Cet extrait de "ET LA VIE CONTINUE" je te le dédie cher Bernard Kayser car il parle des difficultés que nous rencontrons tous les jours.............nous les handicapés.....comme disent les sans-coeur..........
Richard Sebaoun avait été un garçon heureux parmi les
hommes. Au milieu des gens de sa race. Avant l’indépendance de sa terre natale.
En exil, il avait erré loin de ses amitiés d’enfance. A la recherche d’un
regard, à l’espérance du hasard. Et puis, le temps tamisa son chagrin. A Paris, il rebondit,
retrouva l’amitié de quelques-uns et vécut une vie de célibataire endurci
cadencée par les rencontres d’un soir et son travail de reporter-photographe.
Mais, orphelin de soleil et d’azur, il sombra dans une douce mélancolie. Le
ciel de pluie et l’horizon plombé ne
firent pas bon ménage avec ses souvenirs ensoleillés. A l’approche de la
quarantaine il prit un billet pour la lumière aveuglante du midi. Ce n’était
pas la méditerranée de sa jeunesse mais il sut s’en contenter.

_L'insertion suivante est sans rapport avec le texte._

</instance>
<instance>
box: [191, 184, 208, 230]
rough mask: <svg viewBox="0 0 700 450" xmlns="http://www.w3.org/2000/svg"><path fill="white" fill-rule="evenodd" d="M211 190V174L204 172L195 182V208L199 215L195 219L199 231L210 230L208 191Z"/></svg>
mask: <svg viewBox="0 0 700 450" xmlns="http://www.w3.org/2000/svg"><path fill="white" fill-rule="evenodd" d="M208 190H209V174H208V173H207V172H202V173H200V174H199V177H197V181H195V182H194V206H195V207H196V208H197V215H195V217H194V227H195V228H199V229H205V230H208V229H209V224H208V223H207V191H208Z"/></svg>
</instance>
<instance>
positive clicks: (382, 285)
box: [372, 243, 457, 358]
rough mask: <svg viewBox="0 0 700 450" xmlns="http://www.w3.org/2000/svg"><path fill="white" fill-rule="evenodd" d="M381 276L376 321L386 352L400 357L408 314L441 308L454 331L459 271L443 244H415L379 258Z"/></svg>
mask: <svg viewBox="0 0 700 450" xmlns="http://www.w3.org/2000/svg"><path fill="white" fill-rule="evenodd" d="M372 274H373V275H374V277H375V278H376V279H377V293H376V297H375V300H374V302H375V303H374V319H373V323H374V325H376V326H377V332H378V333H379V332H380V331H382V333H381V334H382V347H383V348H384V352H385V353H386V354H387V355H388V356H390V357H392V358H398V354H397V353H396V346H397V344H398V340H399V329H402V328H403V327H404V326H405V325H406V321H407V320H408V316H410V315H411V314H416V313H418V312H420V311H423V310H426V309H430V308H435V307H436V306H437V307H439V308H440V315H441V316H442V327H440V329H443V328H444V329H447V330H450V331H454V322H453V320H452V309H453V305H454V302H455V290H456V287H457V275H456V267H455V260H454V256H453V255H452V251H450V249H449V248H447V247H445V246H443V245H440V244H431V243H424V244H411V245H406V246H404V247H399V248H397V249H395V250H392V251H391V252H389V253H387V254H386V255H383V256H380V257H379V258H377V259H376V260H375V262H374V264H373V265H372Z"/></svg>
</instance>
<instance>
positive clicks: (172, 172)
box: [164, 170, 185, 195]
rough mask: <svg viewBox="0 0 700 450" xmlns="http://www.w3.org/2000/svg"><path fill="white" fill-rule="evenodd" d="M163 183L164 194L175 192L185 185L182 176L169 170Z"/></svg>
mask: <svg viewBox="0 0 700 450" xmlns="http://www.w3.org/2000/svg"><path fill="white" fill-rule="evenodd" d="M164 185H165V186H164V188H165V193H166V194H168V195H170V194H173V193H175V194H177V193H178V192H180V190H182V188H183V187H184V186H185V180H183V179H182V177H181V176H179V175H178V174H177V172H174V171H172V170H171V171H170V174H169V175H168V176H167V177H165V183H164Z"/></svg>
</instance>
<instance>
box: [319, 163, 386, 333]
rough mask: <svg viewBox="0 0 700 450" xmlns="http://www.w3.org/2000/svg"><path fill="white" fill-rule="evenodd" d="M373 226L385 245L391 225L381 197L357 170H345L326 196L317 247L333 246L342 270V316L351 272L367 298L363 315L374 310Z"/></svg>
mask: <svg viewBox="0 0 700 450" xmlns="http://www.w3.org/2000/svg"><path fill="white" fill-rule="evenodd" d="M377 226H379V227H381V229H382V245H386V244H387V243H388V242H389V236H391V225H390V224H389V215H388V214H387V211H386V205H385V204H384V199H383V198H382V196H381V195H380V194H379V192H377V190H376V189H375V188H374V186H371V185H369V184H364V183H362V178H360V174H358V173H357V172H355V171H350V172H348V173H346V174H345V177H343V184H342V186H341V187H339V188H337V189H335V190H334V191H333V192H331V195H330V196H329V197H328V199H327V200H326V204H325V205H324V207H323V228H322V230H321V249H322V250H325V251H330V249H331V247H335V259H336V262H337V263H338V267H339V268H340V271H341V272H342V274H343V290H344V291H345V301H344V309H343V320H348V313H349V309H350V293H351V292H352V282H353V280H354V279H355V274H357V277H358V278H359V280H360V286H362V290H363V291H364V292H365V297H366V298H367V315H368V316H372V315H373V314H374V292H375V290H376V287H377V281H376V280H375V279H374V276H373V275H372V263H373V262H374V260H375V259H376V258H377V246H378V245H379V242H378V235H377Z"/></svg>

Loin de la vie trépidante de Paris, Richard ouvrit un
studio photo. En parallèle, il prit le temps de coucher sur papier nostalgie
son Algérie natale. Cinq ouvrages lui ouvrirent les portes d’une maison
d’édition provençale. Les années défilèrent si vite qu’il atteignit la
cinquantaine sans même s’en rendre compte. Jusqu’au jour maudit qui lui coupa
les ailes.
Hier, Richard était le roi du monde. A présent, il n’est
plus que le vassal de son corps désarticulé. Même entouré, il côtoie la
solitude. Un accident de la vie l’a jeté à terre. Huit mois à se relever.
Pour se mouvoir en claudicant appuyé
sur une canne tripode ou s’asseoir dans un fauteuil handicapé.
Sa vie ne ressemble plus à rien. Tributaire des autres
pour seule alternative. Il lui fallut admettre la cruelle vérité : la guérison
restera à jamais illusoire. Entretenir son corps afin qu’il ne se dégrade pas
demeure la seule recommandation des médecins.
Ses amis d’enfance ont choisi d’autres cieux. Miami et
Israël, terres d’asile pour un Exodus à l’envers. Les copains ont déserté le
rivage. Son amie s’en est allée vers un autre soleil.
Ce fut la grande dérobade. Pestiféré pour l’éternité.
Seule l’amitié de l’enfance mérite reconnaissance comme unique certitude.
Plus question de conserver son métier de photographe.
Comment tenir un appareil avec la seule main gauche ? Plus conduire, plus de
bains de mer, de balades en voiture, de
sorties sans être tributaire des autres. Des gestes aussi simples que trancher
le pain, couper une viande, manger du poisson demandent l’aide d’une bonne âme.
Dorénavant, il est seul. Démuni. A quoi bon continuer. Ne reste que l’abandon,
la démission, le suicide ou le défi de continuer malgré tout. Mais la solitude,
la cruelle solitude……..
Demeure Robert, l’ami des rues de son enfance qui remonte
le moral défaillant au téléphone. Habitant à Marseille, il sait réconforter
son ami de la première heure qui usa ses
culottes courtes sur les mêmes bancs de l’école. A Alger. Puis Paris avant
l’azur méditerranéen.
Ne pas devenir un poids, garder l’estime de soi, refuser
d’être l’empêcheur de tourner en rond. Alors, rester chez soi. Refuser la
multitude. Se dérober. Se chercher des excuses pour ne pas gêner. Se replier
sur ses souvenirs. Ecrire pour garder la tête froide. Pour passer le temps et
ne pas penser à soi. Parler des autres, de ses amis d’enfance, plonger dans
l’eau bleue de sa jeunesse, oublier le présent pour revivre le passé.
L’écriture pour seule consolation. Pour seule alternative.